Something “peculiar” happens in Ross 128 to 11 light-years away
“Very peculiar signals ” coming from a star just 11 light years away were observed recently, scientists in Puerto Rico reported.
The mystery has gripped internet as speculation increases about the discovery potential for extraterrestrial life in the red dwarf known as Ross 128, despite attempts by astronomers to curb those rumors.
“In case you’re wondering, the recurring hypothesis of extraterrestrials is at the end of many better explanations,” Abel Méndez, director of the Planetary Habitability Laboratory at the University of Puerto Rico in Arecibo, said in a blog post.
Something unusual was first noticed in April and May, when the team studied a series of small, relatively cool red dwarf stars, some of which are known to have planets around them.
Ross 128 is not known to have planets, but “we realized there were some very peculiar signals in the 10-minute dynamic spectrum we got” from this star, Mendez said.
The signals were observed May 13 at 00H53 GMT and “consisted of non-polarized broadband quasi-periodic pulses with very strong scattering characteristics,” he wrote.
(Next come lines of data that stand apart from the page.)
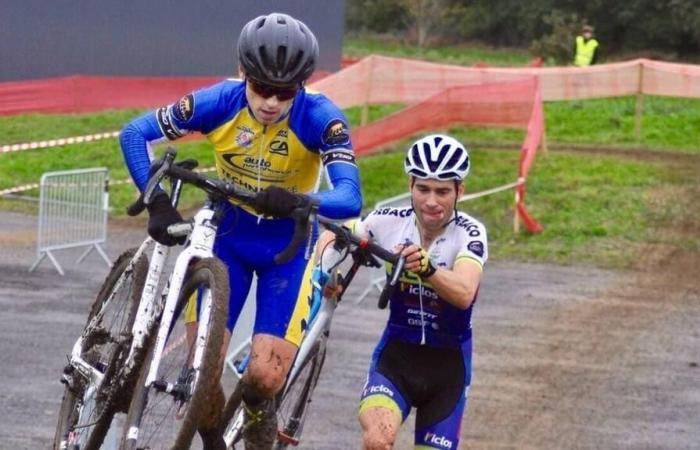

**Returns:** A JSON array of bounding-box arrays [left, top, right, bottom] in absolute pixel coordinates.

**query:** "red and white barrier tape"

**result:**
[[0, 131, 120, 154]]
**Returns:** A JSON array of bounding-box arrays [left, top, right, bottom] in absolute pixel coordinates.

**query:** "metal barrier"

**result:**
[[28, 168, 111, 275]]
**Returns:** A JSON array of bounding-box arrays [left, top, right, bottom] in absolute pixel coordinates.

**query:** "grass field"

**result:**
[[2, 42, 699, 270]]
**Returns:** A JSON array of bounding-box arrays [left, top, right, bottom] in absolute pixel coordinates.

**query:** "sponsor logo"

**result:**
[[269, 140, 289, 156], [321, 150, 356, 166], [235, 126, 255, 148], [370, 207, 414, 218], [364, 384, 394, 397], [424, 432, 453, 449], [220, 153, 290, 182], [156, 106, 182, 140], [455, 216, 481, 237], [173, 94, 194, 122], [407, 284, 438, 300], [467, 240, 484, 257], [405, 308, 437, 319], [268, 128, 289, 155], [323, 119, 350, 146]]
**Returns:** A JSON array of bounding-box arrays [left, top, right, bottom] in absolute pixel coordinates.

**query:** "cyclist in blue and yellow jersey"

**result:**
[[318, 134, 487, 450], [119, 12, 361, 450]]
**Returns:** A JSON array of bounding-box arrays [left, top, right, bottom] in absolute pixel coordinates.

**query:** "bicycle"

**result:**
[[53, 159, 196, 450], [54, 147, 313, 450], [117, 148, 314, 450], [220, 218, 407, 449]]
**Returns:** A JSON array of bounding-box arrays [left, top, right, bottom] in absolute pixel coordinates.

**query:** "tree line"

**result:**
[[346, 0, 700, 63]]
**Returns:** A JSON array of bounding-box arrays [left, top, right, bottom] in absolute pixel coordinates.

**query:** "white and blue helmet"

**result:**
[[404, 134, 470, 181]]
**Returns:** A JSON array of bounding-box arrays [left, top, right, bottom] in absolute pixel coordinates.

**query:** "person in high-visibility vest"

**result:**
[[573, 25, 599, 66]]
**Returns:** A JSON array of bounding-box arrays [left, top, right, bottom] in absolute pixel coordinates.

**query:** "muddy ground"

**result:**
[[0, 210, 698, 450]]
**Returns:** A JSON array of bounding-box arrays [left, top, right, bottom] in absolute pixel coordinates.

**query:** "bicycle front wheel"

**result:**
[[121, 257, 229, 450], [274, 338, 327, 449], [53, 248, 148, 450], [221, 338, 328, 449]]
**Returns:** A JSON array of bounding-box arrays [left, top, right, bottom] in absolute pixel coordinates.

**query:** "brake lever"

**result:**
[[143, 148, 177, 205], [273, 202, 319, 265], [377, 253, 406, 310], [126, 148, 179, 216]]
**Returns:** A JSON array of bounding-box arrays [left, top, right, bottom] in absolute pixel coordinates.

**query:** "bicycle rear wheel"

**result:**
[[121, 257, 229, 450], [53, 248, 148, 450], [221, 338, 327, 449]]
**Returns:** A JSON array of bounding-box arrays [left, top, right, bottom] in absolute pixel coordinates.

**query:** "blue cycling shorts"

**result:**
[[359, 332, 472, 449], [208, 204, 316, 346]]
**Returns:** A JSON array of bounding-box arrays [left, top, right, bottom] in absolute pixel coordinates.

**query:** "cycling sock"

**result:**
[[240, 381, 278, 449]]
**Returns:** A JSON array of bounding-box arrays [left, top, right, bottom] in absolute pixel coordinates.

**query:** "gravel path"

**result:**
[[1, 211, 698, 449]]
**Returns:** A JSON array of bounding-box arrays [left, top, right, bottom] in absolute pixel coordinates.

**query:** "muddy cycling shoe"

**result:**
[[243, 399, 278, 450]]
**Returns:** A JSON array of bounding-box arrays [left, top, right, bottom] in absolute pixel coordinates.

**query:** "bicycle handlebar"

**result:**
[[126, 147, 316, 264], [320, 220, 405, 310]]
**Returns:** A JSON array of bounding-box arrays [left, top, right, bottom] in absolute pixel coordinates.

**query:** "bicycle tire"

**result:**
[[120, 257, 229, 450], [221, 338, 327, 449], [274, 338, 327, 449], [53, 248, 148, 450]]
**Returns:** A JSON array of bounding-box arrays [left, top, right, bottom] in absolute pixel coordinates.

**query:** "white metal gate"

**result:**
[[28, 168, 111, 275]]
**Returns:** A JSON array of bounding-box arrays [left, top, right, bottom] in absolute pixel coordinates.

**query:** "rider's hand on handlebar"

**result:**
[[146, 192, 186, 246], [398, 243, 437, 279], [253, 186, 314, 218]]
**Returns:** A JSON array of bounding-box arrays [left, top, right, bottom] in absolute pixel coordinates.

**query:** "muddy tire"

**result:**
[[53, 248, 148, 450]]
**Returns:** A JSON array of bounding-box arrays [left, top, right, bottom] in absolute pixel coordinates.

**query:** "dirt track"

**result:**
[[1, 211, 698, 449]]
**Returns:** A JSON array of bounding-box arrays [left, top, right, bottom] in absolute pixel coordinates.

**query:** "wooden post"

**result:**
[[360, 56, 374, 127], [540, 128, 549, 156], [360, 103, 369, 126], [513, 191, 520, 234], [635, 61, 645, 141]]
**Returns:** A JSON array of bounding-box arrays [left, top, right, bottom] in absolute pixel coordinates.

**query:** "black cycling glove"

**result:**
[[253, 186, 314, 218], [146, 192, 185, 246]]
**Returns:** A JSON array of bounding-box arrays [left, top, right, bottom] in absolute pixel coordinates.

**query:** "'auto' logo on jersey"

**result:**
[[243, 156, 271, 168], [424, 432, 453, 449], [220, 153, 287, 182]]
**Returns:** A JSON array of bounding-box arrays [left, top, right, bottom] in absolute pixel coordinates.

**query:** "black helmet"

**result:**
[[238, 13, 319, 87]]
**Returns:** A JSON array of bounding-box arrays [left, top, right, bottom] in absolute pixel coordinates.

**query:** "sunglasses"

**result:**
[[247, 78, 299, 101]]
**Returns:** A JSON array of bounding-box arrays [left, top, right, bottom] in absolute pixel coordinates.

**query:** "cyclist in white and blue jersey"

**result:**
[[353, 134, 488, 450]]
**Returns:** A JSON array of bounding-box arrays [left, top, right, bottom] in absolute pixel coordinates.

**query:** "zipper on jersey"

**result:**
[[256, 125, 266, 224], [418, 277, 426, 345]]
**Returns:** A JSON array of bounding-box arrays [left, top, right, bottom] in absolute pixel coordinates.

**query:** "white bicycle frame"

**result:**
[[143, 206, 219, 388], [223, 242, 345, 446], [62, 233, 171, 450]]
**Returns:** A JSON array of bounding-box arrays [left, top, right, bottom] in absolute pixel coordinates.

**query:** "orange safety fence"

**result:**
[[1, 56, 699, 116], [312, 55, 700, 105], [350, 75, 544, 233], [0, 71, 330, 116], [5, 55, 700, 233]]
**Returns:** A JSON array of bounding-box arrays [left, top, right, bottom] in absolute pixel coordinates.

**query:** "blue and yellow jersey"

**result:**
[[120, 79, 361, 219]]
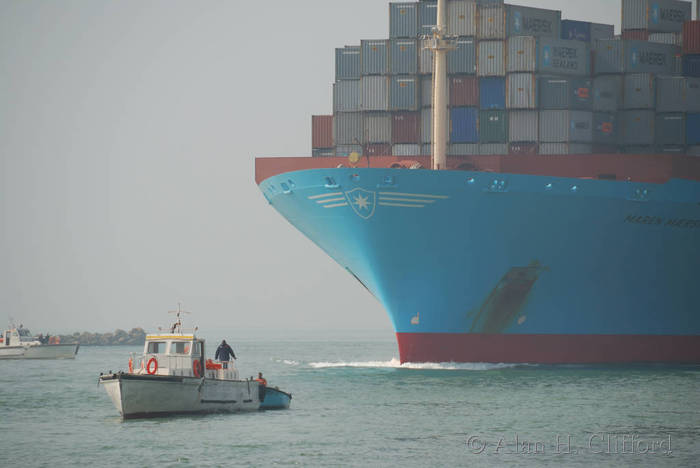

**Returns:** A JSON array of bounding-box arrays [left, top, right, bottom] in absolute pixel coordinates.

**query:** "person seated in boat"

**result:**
[[214, 340, 236, 369], [37, 333, 44, 343], [255, 372, 267, 387]]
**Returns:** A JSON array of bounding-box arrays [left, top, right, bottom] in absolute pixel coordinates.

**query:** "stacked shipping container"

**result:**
[[311, 0, 697, 157]]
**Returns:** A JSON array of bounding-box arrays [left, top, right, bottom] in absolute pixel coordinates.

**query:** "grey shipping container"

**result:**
[[335, 145, 363, 157], [538, 37, 590, 76], [594, 40, 679, 75], [621, 110, 655, 145], [591, 23, 616, 41], [539, 110, 594, 143], [479, 143, 509, 154], [506, 4, 561, 38], [362, 40, 389, 75], [624, 73, 656, 109], [507, 36, 589, 75], [538, 143, 592, 154], [334, 113, 364, 145], [418, 1, 438, 36], [448, 37, 477, 74], [593, 112, 619, 144], [649, 32, 683, 46], [364, 113, 392, 143], [336, 47, 362, 80], [392, 144, 421, 156], [419, 40, 432, 74], [622, 145, 656, 154], [449, 143, 480, 155], [477, 5, 506, 40], [479, 110, 508, 142], [362, 76, 389, 111], [391, 39, 418, 75], [622, 0, 691, 33], [506, 73, 537, 109], [447, 1, 477, 37], [656, 75, 686, 112], [421, 107, 449, 144], [687, 78, 700, 112], [477, 40, 505, 76], [539, 76, 593, 110], [593, 75, 624, 111], [507, 36, 537, 73], [655, 113, 685, 145], [390, 76, 420, 111], [390, 3, 418, 38], [333, 80, 361, 112], [687, 146, 700, 156], [508, 110, 538, 142], [312, 148, 335, 158]]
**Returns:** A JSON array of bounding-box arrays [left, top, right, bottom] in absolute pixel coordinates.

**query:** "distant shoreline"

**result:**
[[56, 328, 146, 346]]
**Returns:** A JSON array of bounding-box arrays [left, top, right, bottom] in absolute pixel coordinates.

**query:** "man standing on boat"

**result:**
[[215, 340, 236, 368]]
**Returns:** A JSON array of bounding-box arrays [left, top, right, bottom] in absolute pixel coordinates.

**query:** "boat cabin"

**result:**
[[132, 333, 239, 380], [3, 327, 35, 347]]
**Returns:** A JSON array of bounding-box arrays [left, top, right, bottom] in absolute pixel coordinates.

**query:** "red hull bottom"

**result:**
[[396, 333, 700, 364]]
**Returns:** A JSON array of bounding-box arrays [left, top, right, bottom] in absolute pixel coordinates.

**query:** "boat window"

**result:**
[[147, 342, 166, 354], [192, 342, 202, 356], [170, 342, 191, 355]]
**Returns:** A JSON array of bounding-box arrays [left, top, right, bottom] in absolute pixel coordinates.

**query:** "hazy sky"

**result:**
[[1, 0, 697, 334]]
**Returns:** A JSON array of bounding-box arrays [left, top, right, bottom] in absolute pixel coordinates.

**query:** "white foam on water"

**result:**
[[275, 359, 300, 366], [308, 358, 523, 371]]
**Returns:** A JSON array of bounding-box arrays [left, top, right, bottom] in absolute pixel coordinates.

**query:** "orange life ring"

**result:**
[[146, 357, 158, 375], [193, 360, 202, 378], [128, 357, 134, 373]]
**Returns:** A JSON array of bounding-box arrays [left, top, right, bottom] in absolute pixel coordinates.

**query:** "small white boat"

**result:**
[[99, 306, 290, 419], [0, 325, 79, 360]]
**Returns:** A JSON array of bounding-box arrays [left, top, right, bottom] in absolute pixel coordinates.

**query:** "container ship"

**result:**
[[256, 0, 700, 364]]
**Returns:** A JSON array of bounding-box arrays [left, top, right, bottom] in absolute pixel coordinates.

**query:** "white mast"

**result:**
[[430, 0, 452, 171]]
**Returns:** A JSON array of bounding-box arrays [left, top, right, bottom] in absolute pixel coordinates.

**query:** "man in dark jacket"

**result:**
[[215, 340, 236, 368]]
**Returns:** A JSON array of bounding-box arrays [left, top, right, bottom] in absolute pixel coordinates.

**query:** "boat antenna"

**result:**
[[167, 302, 190, 334], [426, 0, 454, 171]]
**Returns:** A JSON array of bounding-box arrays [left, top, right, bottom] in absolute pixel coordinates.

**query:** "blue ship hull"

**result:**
[[259, 167, 700, 363]]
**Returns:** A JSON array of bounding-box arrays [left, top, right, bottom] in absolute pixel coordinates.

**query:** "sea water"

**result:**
[[1, 329, 698, 467]]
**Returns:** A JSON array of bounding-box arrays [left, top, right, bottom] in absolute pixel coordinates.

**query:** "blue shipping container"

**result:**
[[419, 1, 437, 36], [390, 3, 418, 38], [561, 20, 590, 42], [336, 47, 362, 80], [450, 107, 479, 143], [687, 113, 700, 145], [683, 55, 700, 78], [479, 77, 506, 109]]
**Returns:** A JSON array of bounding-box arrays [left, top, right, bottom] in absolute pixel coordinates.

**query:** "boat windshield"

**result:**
[[169, 342, 191, 355], [147, 341, 166, 354]]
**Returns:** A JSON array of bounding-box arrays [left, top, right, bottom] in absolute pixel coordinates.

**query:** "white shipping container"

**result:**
[[362, 76, 389, 111], [364, 113, 392, 143], [392, 144, 421, 156], [507, 36, 537, 73], [477, 41, 505, 76], [477, 5, 506, 39], [508, 110, 538, 142], [447, 0, 477, 36], [506, 73, 537, 109]]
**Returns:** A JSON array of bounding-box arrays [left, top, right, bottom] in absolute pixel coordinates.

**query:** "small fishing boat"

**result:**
[[99, 306, 291, 419], [0, 324, 79, 359], [260, 387, 292, 410]]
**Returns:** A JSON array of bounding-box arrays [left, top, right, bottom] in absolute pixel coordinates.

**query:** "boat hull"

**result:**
[[0, 343, 80, 359], [260, 387, 292, 410], [259, 167, 700, 364], [100, 373, 262, 419]]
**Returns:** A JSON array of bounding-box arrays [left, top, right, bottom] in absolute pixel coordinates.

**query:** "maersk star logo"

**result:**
[[345, 188, 376, 220]]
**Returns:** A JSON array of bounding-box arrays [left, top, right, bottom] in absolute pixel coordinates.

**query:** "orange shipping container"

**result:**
[[684, 21, 700, 55], [312, 115, 333, 149]]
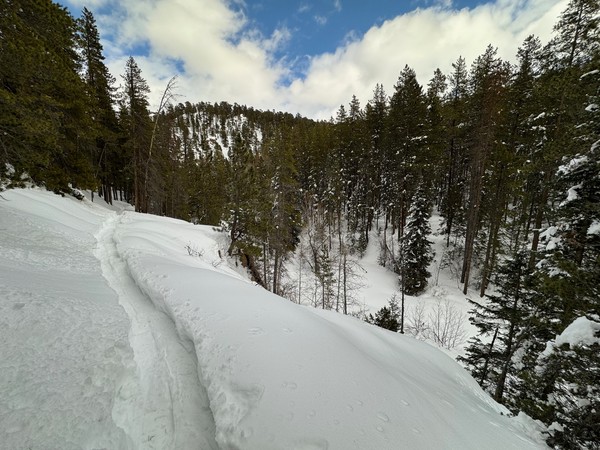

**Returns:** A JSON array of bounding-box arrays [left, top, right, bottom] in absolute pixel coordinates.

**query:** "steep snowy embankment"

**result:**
[[0, 188, 547, 449]]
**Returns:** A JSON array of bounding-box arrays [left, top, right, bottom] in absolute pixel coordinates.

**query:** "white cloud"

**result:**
[[65, 0, 568, 119], [314, 15, 328, 25], [298, 3, 311, 14], [334, 0, 342, 12]]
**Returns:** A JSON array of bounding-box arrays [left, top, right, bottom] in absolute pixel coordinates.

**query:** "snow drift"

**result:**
[[0, 188, 547, 449]]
There are three main explanations for these bursts: they may be emissions similar to solar flares, they may be emissions from another object in the Ross 128 field of vision, or they could come from a high-orbiting satellite, Mendez wrote.
Scientists at the Arecibo Observatory, along with astronomers at the SETI extraterrestrial life search institute, will use the Alien Telescope Array and the Green Bank Telescope to observe the star for the second time on Sunday.
The results of these observations should be published at the end of the week, he said.